Thursday, April 5, 2012

Consumption, Then and Now

From NPRs Planet Money a fascinating graph showing percentage of income spent on consumption categories in 1949 and 2011:

Source: Bureau of Labor Statistics
Credit: Lam Thuy Vo / NPR
What struck me immediately, of course, was the decline in the percentage spent on food.  This is a function of both our increasing wealth and the massive productivity gains in agriculture.  We spend more on homes and cars and health care.

The jump in spending on housing between 1949 and 2011 is also striking. It's worth noting that people are buying (and renting) much bigger homes today. In 1950, the average new house was less than 1,000 square feet; in 2000, the average new house was over 2,000 square feet.

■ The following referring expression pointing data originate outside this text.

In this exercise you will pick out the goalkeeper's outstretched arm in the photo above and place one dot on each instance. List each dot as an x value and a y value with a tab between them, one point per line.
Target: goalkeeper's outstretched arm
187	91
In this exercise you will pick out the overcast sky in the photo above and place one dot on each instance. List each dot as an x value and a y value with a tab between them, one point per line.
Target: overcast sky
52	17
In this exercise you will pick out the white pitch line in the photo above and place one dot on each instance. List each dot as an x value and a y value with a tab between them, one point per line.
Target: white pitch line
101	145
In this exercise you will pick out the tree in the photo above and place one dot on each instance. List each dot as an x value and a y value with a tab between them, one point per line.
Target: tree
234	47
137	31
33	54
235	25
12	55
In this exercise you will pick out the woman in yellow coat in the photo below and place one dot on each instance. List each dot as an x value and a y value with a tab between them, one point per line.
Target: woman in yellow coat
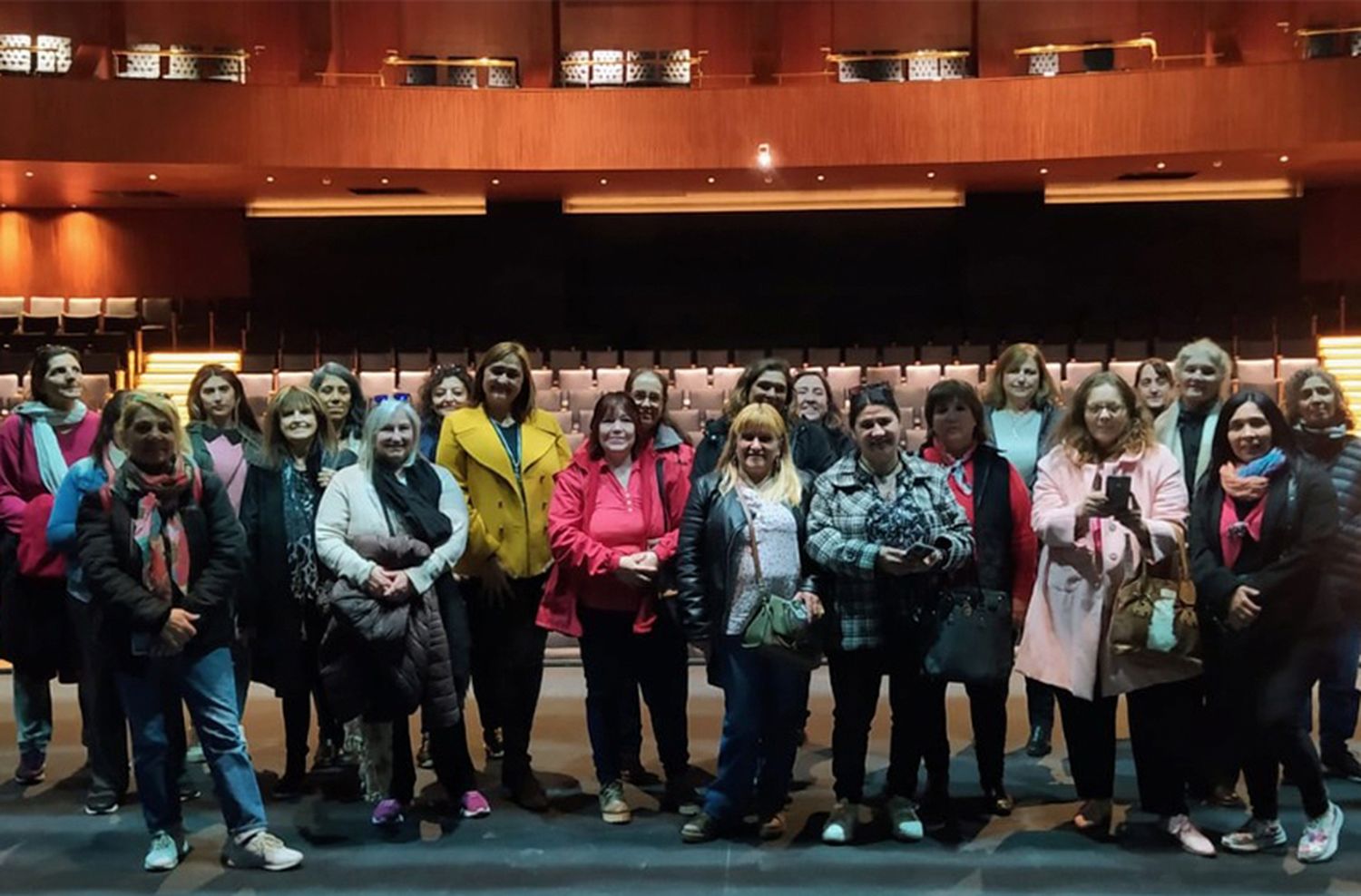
505	452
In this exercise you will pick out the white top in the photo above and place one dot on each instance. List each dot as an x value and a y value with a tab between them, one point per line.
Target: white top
350	507
1017	435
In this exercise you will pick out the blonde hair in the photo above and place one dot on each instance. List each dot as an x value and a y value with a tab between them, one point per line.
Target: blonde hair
783	482
1015	354
158	404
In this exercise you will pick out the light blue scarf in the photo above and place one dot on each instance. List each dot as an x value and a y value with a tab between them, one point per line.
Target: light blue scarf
43	419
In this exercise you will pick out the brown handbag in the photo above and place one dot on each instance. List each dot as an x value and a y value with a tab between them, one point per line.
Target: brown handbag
1154	612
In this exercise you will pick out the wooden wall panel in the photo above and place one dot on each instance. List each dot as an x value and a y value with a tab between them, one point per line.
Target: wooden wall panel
1221	109
190	255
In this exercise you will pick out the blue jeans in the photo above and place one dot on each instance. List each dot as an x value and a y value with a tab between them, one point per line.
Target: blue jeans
207	687
764	707
1338	696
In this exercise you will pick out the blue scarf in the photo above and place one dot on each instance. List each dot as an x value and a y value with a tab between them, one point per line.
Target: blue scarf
43	419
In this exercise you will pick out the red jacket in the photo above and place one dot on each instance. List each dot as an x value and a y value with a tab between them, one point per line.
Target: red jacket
583	561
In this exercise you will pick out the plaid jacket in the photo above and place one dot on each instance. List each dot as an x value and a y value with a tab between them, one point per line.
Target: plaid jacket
866	605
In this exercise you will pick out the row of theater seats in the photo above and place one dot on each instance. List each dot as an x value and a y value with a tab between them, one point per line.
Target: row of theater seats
54	315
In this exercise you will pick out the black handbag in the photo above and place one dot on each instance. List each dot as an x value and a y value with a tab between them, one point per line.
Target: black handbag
969	634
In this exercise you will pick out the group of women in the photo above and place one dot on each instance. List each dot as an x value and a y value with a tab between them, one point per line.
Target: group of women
373	558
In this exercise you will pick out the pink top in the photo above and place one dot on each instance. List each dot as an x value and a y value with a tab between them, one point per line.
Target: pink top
19	477
229	463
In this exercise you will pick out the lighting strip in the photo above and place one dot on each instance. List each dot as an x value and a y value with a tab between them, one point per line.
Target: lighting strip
1342	358
1170	192
367	207
762	201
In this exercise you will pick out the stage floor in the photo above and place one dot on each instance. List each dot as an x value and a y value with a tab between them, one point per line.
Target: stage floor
49	846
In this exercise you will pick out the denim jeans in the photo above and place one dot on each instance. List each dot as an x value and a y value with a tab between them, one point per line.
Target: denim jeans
1338	696
762	711
207	686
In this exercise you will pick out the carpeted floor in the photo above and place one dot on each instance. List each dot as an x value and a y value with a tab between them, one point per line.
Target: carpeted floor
49	846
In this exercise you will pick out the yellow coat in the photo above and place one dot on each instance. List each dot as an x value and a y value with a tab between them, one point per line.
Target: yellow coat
501	521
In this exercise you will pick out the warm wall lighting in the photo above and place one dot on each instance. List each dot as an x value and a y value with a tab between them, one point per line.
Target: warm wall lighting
367	207
1170	192
762	201
1342	358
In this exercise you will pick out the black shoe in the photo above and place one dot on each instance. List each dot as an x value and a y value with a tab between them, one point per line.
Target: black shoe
637	774
999	803
492	740
1039	744
101	803
1342	765
528	793
700	830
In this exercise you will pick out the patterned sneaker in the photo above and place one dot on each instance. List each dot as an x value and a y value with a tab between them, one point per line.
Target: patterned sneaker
1320	836
841	823
165	852
260	850
904	822
474	805
1255	836
387	813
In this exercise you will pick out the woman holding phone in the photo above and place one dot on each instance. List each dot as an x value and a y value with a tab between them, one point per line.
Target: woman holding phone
1107	499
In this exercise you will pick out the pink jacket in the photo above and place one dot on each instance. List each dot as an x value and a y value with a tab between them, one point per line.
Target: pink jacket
1066	629
579	559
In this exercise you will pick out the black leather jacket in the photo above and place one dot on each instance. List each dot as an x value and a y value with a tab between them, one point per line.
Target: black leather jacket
712	531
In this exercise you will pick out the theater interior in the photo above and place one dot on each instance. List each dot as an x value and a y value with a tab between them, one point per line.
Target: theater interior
889	190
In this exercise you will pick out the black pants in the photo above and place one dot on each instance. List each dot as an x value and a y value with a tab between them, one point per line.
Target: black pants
103	724
1266	710
917	706
1164	760
508	665
448	754
617	661
299	699
1039	703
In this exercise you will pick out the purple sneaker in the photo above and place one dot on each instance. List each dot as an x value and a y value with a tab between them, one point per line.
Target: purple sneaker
387	813
474	805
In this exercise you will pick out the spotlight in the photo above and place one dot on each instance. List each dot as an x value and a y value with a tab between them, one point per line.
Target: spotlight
764	160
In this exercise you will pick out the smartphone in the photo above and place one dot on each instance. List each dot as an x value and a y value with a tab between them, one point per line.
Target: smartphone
1118	492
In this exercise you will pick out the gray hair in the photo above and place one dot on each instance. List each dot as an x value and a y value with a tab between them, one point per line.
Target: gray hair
381	415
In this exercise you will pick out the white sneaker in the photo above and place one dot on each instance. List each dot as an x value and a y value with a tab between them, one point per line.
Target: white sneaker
1254	836
1189	836
260	850
841	823
1319	841
165	852
904	822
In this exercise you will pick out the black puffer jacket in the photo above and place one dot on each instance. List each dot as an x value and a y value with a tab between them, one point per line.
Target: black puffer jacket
381	658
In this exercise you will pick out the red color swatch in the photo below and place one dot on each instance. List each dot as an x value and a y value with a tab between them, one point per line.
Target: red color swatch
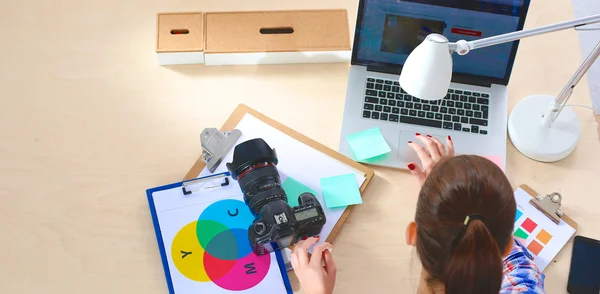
535	247
529	225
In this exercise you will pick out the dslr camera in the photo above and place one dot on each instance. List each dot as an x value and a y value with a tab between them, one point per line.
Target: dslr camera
277	225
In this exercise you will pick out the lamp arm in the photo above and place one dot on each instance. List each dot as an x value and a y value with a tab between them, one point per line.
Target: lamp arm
562	98
459	46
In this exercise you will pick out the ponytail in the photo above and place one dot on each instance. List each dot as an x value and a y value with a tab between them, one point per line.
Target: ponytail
476	263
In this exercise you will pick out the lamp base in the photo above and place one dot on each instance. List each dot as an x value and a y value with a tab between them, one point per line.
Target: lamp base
532	139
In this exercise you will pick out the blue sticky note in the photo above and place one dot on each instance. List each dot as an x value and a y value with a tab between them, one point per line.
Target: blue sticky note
518	215
293	189
340	191
368	144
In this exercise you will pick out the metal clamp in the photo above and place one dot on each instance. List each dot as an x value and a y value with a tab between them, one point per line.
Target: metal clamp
549	205
216	145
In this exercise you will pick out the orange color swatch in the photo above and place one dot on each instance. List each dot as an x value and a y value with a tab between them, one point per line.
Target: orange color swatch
535	247
544	237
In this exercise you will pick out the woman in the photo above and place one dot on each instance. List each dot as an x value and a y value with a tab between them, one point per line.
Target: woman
462	230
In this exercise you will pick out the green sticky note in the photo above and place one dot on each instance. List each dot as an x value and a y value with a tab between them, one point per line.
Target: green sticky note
293	189
368	144
340	191
521	234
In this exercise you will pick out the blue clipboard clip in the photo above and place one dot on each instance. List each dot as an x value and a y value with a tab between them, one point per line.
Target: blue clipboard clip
205	183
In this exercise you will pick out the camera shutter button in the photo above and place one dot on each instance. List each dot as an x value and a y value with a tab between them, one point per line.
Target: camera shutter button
260	228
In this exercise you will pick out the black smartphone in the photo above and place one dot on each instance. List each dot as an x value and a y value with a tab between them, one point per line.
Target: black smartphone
584	275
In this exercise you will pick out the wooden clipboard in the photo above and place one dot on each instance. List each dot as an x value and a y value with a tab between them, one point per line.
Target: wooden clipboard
564	217
242	110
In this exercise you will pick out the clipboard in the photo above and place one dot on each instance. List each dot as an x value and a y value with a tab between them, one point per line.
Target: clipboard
243	109
187	188
564	217
537	228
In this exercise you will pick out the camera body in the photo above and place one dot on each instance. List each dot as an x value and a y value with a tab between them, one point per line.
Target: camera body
277	225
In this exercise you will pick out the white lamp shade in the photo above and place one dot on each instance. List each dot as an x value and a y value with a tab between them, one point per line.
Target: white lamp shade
428	70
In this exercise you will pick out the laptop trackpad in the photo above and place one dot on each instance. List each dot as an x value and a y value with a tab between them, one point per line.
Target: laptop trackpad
407	154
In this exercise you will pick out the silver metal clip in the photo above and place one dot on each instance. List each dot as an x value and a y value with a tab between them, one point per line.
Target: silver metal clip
210	182
216	145
549	205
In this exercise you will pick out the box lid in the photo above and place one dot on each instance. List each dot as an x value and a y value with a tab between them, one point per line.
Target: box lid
180	32
277	31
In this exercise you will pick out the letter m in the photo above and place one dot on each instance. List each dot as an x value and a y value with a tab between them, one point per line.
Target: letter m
250	268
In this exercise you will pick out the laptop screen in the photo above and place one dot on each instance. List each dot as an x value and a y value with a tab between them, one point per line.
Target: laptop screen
388	31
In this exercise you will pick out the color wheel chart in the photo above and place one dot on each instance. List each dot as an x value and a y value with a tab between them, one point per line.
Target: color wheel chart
543	238
206	244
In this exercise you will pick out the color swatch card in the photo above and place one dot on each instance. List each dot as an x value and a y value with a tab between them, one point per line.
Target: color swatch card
543	238
203	238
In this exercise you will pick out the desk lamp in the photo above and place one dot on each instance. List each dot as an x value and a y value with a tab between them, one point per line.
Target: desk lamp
534	125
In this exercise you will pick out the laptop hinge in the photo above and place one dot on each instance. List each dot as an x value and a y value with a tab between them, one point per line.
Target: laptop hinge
456	78
471	80
394	70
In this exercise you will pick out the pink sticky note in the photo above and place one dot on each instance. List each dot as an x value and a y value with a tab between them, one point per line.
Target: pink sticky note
497	159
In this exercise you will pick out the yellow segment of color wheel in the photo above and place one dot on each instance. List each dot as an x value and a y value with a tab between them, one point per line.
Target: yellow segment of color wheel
187	254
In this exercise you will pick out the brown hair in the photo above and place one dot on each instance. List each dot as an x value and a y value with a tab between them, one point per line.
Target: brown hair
465	259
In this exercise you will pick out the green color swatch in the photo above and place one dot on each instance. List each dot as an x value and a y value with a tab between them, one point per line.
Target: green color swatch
340	191
521	234
293	189
368	144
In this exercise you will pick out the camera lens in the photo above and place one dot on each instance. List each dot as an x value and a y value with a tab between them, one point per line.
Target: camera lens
260	228
254	166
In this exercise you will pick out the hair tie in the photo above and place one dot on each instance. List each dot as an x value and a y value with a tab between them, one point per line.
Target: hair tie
471	217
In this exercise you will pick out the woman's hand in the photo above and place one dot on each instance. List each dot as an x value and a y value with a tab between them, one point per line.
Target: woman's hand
435	150
316	273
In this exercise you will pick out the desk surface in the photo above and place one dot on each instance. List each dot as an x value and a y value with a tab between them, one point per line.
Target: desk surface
89	121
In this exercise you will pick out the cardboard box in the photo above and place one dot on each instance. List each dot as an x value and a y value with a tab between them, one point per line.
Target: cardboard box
271	37
180	38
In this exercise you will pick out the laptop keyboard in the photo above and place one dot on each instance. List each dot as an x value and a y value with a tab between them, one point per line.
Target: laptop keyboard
460	110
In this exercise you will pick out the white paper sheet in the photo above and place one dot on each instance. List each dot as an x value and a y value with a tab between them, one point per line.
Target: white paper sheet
296	159
561	233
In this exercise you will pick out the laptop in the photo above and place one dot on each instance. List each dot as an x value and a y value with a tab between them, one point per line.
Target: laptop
474	112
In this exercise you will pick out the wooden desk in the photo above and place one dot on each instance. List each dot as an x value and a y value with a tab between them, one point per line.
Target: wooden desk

The rise in spending on transportation was driven by the spread of cars. In 1950, there were only three vehicles for every 10 Americans. By 2000, that had risen to eight vehicles for every 10 Americans.

But I expected a bigger jump in recreation as leisure is a big part of what we consume, but I suppose we would see that in the hours worked which is not a part of this.


jessibeaucoup said...

So... the graph adds up to 100%, I checked. But I'd be curious to know what percentage of income the 'consumption categories' represent. You mention that the decline in percentage spent on food is a function of our increasing wealth and productivity gains but I'd be curious if the government subsidization of our food has also changed between the years shown. It would also be interesting to know more about the impact in SNAP and WIC type programs on this. Has spending on those programs increased and, if so, does that make it appear that there's a smaller percentage spent of food or is that included in the graph? Is this decrease a good thing or does it represent a shift from more expensive but healthier foods to cheap junk foods (which I would consider a bad thing)?

Just a few of my random thoughts...

Jeff Alworth said...

What's up with the health care costs? How are those calculated? (The average health insurance plan costs something like a thousand dollars a month, right? And the median income is fifty grand. So how is it only 7%? (I assume they're based on median incomes, because mean incomes would throw things off pretty wildly.)

It also reveals the issue of averaging--those costs are distributed differently depending on your age, probably race, and other factors.

Patrick Emerson said...


It is household consumption data - so if you have employee provided health insurance, its not counted. At least I believe this is the case.